Introducing Ultra Violet, the official colour of 2018

The Pantone Color Institute has declared '18-3838 Ultra Violet' the official colour of 2018. New York Times fashion director Vanessa Friedman explains what that means and why it matters.
(Pantone Color Institute)

Every year, the Pantone Color Institute, which forecasts colour trends and helps companies decide on a key shade for their products, announces their pick for "colour of the year."

According to Pantone, 2018 is all about purple power. The Institute has declared 18-3838 Ultra Violet as the hue for 2018, noting that "enigmatic purples have long been symbolic of counterculture [and] artistic brilliance."

The company points to musical icons like Prince, David Bowie and Jimi Hendrix as a few of the legends who brought purple into pop culture.

Given that Pantone is a major trendsetter in the world of fashion design and consumer goods, this could very well be purple's biggest moment since 1984, when Prince released Purple Rain.

Day 6 asked New York Times fashion director Vanessa Friedman to explain why purple is poised to reign in 2018.

Prince's sister Tyka Nelson poses for photographers in front of 'Purple Rain' costumes at the 'My Name is Prince' exhibition at the O2 Arena in London on Oct. 26, 2017. (Frank Augstein/Associated Press)

"The choice of colour of the year is kind of a funny chicken-and-egg question, because what happens is that Pantone will send on average ten [or more] of their employees to really scour the world for a couple months to pick up different trends in different countries — in pop culture, film, fashion, automotive design, homewares," she says.

"And then they come back and say, 'Well, I'm seeing a lot of this colour, or a lot of that colour,' and that starts to filter down into what they end up choosing at the end of the year as the colour of the year for the following year."

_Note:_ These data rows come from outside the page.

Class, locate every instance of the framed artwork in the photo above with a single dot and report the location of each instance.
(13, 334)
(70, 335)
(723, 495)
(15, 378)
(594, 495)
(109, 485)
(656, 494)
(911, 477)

"Once they choose that colour, then any company that sells products ... in that colour will start promoting that product as something in the colour of the year, and then consumers will see more and more of those products when they walk into a store. So it becomes a kind of self-fulfilling prophecy."

Prince performs during the sixth annual BET Awards in Los Angeles in June 2006. (Chris Carlson/Associated Press)

Pantone is right about one thing, Friedman says — purple in all its many shades has proved popular with artistic types over the eras.

"Ultraviolet and purple seem to have some unexpected fans throughout history," she says.

"Turns out that [Richard] Wagner, the composer, liked to compose his music in a room that was fully purple — he found it more inspiring. There are also rumours that Frank Lloyd Wright favoured a cape lined in purple. There's also Prince, who was a great fan of ultraviolet, and in fact a Warhol superstar who called herself Ultra Violet."

Pantone's Colour of the Year for 2018, Ultra Violet.

Given the political and social upheavals of the past year, trendspotters could be forgiven for not predicting such an incandescent pick for colour of the year going into 2018.

"I was surprised to hear ultraviolet — it wouldn't have been the colour that would have leapt immediately to my mind, partly because I think that most people coming out of 2017 were hearing and reading lots of relatively depressing and dire predictions. So I think the colours that were in my mind were a whole lot darker," Friedman says.

"I think Pantone is hoping that Ultra Violet will cheer everyone up for 2018."